Transports

Les abonnés du TGV Le Mans-Paris vont bloquer des places dans les trains

Par France Bleu et Julie Le Duff, France Bleu Maine et France Bleu lundi 17 octobre 2016 à 18:25 Mis à jour le lundi 17 octobre 2016 à 19:26

Les abonnés du TGV Le Mans-Paris n'en peuvent plus d'attendre
Les abonnés du TGV Le Mans-Paris n'en peuvent plus d'attendre © Maxppp - Josselin Clair

Depuis dix-huit mois, les abonnés réclament des forfaits adaptés aux temps partiels et au télétravail. Ils ont donc décidé de "piéger" la SNCF en bloquant des places dans des trains qu'ils ne prennent pas.

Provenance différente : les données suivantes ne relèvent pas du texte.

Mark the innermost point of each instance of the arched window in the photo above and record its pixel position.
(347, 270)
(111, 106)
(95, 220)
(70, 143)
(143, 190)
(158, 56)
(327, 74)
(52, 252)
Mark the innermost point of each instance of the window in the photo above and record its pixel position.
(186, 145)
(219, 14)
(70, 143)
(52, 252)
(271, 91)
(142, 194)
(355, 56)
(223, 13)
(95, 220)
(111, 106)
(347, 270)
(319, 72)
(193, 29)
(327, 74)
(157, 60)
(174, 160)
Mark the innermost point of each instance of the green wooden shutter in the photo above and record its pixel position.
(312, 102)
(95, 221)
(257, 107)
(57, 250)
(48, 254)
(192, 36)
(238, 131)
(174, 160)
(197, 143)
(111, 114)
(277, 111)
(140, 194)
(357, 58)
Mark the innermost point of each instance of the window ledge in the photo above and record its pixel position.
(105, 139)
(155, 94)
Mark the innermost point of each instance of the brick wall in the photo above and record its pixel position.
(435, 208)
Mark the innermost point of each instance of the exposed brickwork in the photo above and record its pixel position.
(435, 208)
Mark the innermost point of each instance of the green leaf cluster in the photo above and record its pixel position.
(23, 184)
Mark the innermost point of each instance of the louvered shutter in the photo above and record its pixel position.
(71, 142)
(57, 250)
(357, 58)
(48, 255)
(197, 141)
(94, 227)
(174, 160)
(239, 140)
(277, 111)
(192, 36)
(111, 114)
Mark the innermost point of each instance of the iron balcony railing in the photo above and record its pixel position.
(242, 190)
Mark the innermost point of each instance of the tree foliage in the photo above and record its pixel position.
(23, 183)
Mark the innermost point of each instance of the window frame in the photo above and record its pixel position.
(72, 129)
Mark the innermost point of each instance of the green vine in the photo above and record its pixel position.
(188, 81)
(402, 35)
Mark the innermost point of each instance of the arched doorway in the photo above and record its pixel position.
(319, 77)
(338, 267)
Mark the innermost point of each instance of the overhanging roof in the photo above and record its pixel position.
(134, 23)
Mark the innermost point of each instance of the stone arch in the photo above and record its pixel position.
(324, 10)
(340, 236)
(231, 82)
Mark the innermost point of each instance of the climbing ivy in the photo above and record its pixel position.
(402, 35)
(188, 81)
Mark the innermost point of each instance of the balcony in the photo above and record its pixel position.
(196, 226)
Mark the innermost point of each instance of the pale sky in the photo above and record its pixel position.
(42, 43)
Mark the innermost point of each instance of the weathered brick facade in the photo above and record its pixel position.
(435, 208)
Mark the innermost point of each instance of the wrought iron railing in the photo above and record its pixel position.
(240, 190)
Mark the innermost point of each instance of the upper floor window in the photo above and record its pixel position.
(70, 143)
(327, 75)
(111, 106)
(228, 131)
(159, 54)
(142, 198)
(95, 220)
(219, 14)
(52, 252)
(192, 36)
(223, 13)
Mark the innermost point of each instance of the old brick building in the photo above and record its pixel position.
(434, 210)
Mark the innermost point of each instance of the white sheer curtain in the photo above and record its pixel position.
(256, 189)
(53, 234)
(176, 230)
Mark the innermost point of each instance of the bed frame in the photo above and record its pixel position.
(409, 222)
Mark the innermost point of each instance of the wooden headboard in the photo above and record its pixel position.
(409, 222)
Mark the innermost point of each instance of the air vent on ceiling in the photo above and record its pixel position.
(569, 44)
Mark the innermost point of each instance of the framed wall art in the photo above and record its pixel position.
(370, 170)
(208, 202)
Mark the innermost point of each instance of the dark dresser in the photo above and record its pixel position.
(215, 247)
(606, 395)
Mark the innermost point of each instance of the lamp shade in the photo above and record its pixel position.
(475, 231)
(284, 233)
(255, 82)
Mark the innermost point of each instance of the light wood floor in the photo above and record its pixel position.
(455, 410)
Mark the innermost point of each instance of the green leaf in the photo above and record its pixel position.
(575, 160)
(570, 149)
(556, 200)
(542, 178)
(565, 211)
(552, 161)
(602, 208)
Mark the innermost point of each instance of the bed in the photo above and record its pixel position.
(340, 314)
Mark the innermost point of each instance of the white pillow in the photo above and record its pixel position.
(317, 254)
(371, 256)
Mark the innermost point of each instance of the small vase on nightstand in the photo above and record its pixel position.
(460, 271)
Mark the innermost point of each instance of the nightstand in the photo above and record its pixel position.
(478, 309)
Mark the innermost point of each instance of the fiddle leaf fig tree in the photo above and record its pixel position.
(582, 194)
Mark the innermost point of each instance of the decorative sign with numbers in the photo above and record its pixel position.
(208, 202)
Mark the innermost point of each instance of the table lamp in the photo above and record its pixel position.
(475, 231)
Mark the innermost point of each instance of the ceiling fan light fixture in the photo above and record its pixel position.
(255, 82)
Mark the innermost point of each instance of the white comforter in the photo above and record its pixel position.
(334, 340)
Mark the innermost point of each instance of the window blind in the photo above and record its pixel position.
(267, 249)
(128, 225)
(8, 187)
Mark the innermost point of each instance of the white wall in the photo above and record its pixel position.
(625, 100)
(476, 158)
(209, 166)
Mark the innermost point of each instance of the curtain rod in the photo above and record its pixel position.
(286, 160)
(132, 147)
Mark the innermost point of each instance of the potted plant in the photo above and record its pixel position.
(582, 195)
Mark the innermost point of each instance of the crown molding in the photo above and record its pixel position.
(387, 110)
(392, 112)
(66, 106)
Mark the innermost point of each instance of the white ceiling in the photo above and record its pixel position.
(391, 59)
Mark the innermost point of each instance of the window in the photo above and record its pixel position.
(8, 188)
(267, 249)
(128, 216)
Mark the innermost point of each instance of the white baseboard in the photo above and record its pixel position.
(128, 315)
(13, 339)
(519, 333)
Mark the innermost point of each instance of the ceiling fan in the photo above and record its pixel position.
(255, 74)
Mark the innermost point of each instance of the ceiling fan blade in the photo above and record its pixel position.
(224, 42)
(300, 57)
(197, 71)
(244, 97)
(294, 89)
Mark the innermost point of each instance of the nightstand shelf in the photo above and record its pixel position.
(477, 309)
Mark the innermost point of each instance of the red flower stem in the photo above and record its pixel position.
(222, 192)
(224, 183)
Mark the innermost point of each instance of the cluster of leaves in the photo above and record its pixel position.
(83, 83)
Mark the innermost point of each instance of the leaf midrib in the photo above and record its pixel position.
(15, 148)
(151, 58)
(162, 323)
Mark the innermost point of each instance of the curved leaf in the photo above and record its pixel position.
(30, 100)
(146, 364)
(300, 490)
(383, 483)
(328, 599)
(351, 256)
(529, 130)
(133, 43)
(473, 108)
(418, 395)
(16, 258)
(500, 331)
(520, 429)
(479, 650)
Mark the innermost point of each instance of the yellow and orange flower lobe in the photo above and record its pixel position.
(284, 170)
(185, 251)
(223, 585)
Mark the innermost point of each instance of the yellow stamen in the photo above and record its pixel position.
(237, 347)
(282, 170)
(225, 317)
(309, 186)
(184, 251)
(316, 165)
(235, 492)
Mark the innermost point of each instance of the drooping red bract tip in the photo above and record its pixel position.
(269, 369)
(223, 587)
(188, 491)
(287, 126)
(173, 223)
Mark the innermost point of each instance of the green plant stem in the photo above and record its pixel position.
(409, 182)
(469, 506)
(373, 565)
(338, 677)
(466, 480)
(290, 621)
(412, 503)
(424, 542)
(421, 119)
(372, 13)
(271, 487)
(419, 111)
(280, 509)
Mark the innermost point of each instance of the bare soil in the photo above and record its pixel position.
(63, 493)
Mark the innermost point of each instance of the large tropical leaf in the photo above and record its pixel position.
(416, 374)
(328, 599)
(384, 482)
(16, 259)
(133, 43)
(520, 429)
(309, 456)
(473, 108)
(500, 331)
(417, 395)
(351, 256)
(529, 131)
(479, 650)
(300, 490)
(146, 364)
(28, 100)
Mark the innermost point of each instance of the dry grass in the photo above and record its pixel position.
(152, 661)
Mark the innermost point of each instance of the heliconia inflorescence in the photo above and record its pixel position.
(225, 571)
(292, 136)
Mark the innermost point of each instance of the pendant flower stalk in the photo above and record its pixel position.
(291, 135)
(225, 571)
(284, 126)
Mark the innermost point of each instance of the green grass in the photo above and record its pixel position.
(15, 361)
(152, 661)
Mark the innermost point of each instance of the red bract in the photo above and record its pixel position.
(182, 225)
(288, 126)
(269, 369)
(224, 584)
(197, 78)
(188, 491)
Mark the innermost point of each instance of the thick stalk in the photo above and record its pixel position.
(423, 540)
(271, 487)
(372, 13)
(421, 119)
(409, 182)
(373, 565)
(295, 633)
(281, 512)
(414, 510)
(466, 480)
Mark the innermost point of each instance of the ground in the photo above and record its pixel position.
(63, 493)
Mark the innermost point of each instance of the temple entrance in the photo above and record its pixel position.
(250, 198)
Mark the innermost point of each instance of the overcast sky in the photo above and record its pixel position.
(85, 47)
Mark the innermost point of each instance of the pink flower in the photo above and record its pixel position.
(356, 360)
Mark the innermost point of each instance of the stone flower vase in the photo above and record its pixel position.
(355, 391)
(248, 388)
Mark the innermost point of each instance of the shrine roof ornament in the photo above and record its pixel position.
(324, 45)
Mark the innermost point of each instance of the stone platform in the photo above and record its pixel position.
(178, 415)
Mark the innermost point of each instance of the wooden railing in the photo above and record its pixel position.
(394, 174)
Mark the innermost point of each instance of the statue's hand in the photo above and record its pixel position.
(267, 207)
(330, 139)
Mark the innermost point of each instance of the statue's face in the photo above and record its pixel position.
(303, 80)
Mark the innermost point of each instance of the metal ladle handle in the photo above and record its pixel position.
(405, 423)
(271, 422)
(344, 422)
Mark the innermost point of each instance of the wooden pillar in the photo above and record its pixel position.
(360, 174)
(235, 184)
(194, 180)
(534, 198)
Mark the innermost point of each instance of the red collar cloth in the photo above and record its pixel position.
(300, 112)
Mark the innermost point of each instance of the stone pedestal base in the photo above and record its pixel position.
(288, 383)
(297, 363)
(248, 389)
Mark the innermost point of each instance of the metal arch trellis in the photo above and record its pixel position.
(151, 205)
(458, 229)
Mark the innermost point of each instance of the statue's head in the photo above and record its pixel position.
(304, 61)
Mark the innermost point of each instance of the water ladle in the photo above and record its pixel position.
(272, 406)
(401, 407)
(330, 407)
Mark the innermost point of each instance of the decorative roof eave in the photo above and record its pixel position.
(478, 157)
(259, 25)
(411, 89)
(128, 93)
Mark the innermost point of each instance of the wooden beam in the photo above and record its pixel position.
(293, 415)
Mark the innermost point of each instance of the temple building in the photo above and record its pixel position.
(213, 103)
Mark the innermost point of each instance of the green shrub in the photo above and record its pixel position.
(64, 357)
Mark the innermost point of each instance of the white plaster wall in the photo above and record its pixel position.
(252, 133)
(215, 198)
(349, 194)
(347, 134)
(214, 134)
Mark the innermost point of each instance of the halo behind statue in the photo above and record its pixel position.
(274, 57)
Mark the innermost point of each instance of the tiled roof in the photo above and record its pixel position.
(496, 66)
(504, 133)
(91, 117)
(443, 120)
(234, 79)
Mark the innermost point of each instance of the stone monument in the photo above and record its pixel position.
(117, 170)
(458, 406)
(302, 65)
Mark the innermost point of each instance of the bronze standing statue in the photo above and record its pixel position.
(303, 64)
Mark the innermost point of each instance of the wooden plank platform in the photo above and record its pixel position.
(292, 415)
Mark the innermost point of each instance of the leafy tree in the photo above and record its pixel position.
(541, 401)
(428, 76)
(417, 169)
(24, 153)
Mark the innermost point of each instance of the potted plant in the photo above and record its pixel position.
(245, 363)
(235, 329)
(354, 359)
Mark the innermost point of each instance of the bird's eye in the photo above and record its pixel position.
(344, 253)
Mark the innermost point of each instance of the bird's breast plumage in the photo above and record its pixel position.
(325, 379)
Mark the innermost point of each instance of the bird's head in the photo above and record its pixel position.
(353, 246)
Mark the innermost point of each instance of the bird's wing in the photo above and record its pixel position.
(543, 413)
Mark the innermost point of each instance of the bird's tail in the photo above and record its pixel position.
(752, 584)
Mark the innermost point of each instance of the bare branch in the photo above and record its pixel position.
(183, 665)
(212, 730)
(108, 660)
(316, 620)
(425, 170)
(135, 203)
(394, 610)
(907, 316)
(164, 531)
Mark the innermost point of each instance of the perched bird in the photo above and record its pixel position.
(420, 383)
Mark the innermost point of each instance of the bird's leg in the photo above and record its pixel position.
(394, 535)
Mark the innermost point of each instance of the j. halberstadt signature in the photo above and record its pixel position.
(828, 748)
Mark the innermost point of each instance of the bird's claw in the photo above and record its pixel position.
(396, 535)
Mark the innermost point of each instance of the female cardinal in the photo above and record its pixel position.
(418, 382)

C'est un nouveau type d'action qu'étrennent les membres du collectif Ladala (La défense des abonnés de la ligne Atlantique), "pas très correct" de l'aveu même du président Thierry Avenant, "mais nous n'avons plus le choix", dit-il. Puisque la SNCF leur refuse tout geste commercial en compensation des trajets non utilisés de leur forfait, ils contre-attaquent en programmant la totalité des réservations auxquelles ils ont le droit... alors même qu'ils savent qu'ils ne seront pas dans le train.

Des forfaits adaptés à l'évolution de la société

Aujourd'hui, les abonnés ont tous le même forfait annuel à 225 allers-retours ; ils sont tous prélevés de 600 euros par mois, qu'ils fassent le trajet cinq fois par semaine ou quatre fois par semaine. "Beaucoup d'entre nous travaillent à temps partiel ou avec des jours de télétravail, ce qui fait qu'il nous reste 20 ou 30 réservations sur le compte en fin d'année", détaille le président de Ladala. "Le forfait annuel, c'était une avancée, mais il faut aller plus loin. La société évolue, mais pas la SNCF".

Le loto TéGéVé

Résultat : des places qui devraient être libres et pourraient donc être vendues aux autres voyageurs sont bloquées. C'est autant de moins dans les caisses de la SNCF. D'autant que les abonnés vont cibler "les TGV qui circulent sur les périodes les plus fréquentées (en période de pointe, NDLR) et dont on sait qu'ils sont régulièrement en retard", précise Thierry Avenant. Ce qui va au passage leur rapporter des "points de retard", de quoi remporter "le loto TéGéVé" comme ils l'ont ironiquement baptisé. Pour bien montrer leur ras-le-bol, ils ont également relancé leur grève de la présentation du titre de transport.

Cinq heures de retards cumulés en septembre

Les retards, c'est l'autre grief des abonnés. "Chaque jour, on perd du temps avec les travaux de la LGV", assure Thierry Avenant, qui estime à cinq heures le total des retards pour le mois de septembre. "La SNCF ne remplit pas la promesse de nous transporter à 300 km/h. Et aujourd'hui, des employeurs perdent patience de nous voir arriver en retard aussi souvent". Le collectif a aussi écrit au porte-parole du gouvernement Stéphane Le Foll, lui-même voyageur régulier sur les TGV Le Mans-Paris.